Behind the Times
An end to a sad story
Posted on June 11, 2007 by kraus2686
Filed Under Clinton, Downtown, Noah's posts |
When it was learned in February that a High Street businessmen running a shop that catered to teenage boys was a Level 3 sex offender, many community members wanted him out. Four months later he is out — permanently. Stephen B. Lemons, 52, a native Clintonian convicted of molesting a 15-year-old mentally handicapped boy is dead.
According to his obituary, he died at Clinton Hospital after a brief illness. We have no information yet that it was anything but that. When we first interviewed Mr. Lemons in late January he told us he had a bad heart. If we ran a story alerting the community to his crime, he said, it would kill him. His heart wouldn’t be able to take it. Not sure if community pressure made things worse for his health or not, but to be sure, he was struggling with health issues.

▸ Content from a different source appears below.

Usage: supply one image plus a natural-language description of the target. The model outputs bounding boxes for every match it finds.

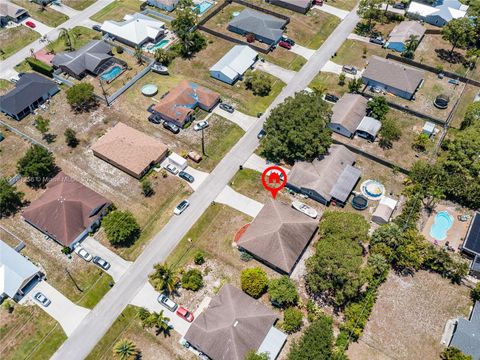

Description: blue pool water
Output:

It’s a sad story all around. Molesters aren’t born that way, they are created. Shortly after our story ran in February I received an e-mail from a man in Texas who claimed to have lived with Lemons and his parents when he was a child. He told us that he’d been molested by someone else in the family and that Stephen appeared to be heading down that dark road, too. His conviction and long list of run-ins with the law — and young boys — leaves us to believe he did indeed go down that road. Abuse is cyclical. Behind most abusers is a little child who was himself abused. Those abusers often turn into the monsters themselves. This is simply a sad story all around.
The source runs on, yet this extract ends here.